A young contestant at the Southern Celebrity beauty pageant in Charleston, West Virginia, in 2009.Rebecca Drobis

For a province that is prone to taking its cues from France on issues like secularism in the public workplace, Quebec has wisely chosen a divergent stance on another thorny topic: child beauty pageants.

While the French parliament recently moved to ban children's beauty contests in an effort to end what one former minister describes as the hyper-sexualization of young girls, Quebec has taken a less extreme approach of simply expressing strong concern over contests like The Miss All Canadian Pageant, which takes place in November in the Montreal suburb of Laval.

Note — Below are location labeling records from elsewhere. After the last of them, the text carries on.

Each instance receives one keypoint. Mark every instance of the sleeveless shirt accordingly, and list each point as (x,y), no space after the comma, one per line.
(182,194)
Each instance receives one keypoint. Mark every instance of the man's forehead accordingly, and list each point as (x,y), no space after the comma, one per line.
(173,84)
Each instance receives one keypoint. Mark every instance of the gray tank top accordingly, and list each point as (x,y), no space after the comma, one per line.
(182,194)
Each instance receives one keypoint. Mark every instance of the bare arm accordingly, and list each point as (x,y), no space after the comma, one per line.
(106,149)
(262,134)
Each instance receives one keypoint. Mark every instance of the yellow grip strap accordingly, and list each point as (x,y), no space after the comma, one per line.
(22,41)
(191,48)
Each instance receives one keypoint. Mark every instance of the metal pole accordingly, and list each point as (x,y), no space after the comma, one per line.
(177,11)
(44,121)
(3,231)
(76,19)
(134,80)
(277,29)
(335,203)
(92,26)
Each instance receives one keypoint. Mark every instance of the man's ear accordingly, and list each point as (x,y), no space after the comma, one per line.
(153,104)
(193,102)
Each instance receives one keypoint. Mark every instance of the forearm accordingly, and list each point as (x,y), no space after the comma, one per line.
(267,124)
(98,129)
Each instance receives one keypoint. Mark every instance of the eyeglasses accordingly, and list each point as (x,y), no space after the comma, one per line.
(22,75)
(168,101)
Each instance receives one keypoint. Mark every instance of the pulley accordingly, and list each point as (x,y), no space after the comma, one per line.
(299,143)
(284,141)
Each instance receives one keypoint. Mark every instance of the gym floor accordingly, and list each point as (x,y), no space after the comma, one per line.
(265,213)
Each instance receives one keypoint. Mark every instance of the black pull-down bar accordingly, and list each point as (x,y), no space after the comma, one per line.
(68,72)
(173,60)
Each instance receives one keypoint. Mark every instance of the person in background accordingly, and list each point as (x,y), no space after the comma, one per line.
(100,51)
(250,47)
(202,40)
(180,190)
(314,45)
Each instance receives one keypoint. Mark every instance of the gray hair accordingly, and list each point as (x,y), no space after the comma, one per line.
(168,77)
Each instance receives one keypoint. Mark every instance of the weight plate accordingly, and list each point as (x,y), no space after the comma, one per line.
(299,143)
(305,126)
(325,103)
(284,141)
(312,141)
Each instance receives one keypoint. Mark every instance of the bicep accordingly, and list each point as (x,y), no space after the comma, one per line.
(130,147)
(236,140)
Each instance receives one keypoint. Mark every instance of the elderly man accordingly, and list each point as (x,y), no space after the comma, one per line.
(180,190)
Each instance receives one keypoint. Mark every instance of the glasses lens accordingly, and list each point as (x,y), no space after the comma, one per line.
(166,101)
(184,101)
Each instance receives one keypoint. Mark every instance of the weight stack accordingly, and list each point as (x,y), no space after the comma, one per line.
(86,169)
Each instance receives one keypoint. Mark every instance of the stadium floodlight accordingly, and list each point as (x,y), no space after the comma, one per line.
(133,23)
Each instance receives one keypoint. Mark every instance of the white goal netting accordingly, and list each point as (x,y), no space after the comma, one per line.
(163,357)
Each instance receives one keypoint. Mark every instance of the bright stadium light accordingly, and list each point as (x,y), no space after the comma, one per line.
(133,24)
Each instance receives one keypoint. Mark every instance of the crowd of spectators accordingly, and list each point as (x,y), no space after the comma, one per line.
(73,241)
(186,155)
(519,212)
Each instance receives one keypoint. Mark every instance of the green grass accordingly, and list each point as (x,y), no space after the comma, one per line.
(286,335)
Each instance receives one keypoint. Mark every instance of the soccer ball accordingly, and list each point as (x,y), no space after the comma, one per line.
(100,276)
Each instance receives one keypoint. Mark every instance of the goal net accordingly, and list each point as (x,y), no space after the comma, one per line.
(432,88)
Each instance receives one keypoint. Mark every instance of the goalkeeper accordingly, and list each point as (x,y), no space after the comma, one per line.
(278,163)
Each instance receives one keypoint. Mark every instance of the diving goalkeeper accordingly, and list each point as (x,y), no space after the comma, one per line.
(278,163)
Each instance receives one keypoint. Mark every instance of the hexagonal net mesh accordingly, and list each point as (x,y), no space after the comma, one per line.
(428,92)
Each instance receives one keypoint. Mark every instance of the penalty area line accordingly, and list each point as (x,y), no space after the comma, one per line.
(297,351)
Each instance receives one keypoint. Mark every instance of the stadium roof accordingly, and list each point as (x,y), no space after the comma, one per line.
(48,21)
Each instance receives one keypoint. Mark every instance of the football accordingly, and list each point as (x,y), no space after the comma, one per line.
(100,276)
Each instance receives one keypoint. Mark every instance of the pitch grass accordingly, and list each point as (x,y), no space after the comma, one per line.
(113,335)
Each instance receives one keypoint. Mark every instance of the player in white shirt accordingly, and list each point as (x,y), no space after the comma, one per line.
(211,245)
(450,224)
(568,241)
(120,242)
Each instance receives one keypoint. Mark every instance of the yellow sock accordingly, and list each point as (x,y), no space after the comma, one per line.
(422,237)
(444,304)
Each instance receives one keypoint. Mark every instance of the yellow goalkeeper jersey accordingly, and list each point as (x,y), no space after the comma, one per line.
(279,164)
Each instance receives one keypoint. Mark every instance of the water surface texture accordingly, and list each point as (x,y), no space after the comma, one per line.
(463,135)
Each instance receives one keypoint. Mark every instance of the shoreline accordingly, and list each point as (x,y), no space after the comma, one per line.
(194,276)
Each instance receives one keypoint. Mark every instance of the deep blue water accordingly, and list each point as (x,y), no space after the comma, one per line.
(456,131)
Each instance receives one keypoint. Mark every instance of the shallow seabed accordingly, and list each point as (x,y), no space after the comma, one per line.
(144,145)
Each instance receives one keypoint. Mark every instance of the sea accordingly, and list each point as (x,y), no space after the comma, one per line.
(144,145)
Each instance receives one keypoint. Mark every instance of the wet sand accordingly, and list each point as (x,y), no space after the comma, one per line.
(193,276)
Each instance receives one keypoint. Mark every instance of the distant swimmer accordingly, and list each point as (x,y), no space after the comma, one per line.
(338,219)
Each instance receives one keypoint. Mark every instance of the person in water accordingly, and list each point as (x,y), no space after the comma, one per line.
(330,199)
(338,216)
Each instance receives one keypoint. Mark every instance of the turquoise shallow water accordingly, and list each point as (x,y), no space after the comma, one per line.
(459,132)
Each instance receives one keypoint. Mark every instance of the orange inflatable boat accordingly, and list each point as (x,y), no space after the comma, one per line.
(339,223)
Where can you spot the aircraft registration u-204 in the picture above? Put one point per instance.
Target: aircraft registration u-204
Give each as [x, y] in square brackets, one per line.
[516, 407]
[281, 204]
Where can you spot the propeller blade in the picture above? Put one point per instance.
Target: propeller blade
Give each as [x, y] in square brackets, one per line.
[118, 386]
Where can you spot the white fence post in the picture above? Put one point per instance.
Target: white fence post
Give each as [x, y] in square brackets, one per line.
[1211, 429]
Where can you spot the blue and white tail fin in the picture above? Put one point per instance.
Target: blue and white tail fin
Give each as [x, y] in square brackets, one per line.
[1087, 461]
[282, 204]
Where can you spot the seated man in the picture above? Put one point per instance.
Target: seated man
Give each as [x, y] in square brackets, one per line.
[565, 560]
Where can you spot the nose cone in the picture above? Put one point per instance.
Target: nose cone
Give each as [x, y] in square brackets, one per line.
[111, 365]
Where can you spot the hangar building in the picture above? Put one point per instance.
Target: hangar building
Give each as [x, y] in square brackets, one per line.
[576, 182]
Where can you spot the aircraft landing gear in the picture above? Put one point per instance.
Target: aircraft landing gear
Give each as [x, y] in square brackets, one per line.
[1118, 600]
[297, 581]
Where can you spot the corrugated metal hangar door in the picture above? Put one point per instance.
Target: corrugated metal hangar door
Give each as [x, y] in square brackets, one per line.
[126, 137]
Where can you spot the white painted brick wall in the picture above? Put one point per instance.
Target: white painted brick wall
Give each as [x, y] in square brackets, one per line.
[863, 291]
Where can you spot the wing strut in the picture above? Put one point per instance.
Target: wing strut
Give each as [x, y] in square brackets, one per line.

The pageant, in which girls as young as two are judged on "basic modelling skills," is hardly a shining example of social progress. But Quebec implicitly recognizes that parents, not the government, are the ones responsible for deciding on the wisdom of subjecting their daughters to such contests. In Quebec City, Agnès Maltais, the minister responsible for the Status of Women, acknowledged the government was in no position to legislate the multi-billion dollar pageant industry out of existence.

In contrast, the proposed law in France would ban beauty pageants for children under 16. Anyone who defies the law could be fined close to $40,000 and sentenced to two years in prison. This kind of hardline approach might only succeed in driving these pageants underground.

There is some science that shows beauty pageants can have a detrimental effect on the self-esteem of young girls. One limited study published in 2005 showed former child beauty-pageant participants had higher rates of body dissatisfaction than others. But more research needs to be done, and experts seem to agree that the trouble is not just the pageants: It's the parents who encourage their daughters to value appearance over character.

In Quebec, more than 43,000 people have signed a petition stating these contests "merely reinforce the broader obsession with body image… Conditioned too early to please, young girls see their parents over-emphasize their appearance."

But their call to keep child beauty pageants out of Quebec is unrealistic, and it misses the point that parents ultimately have more power to shape their daughters' self-esteem than any government.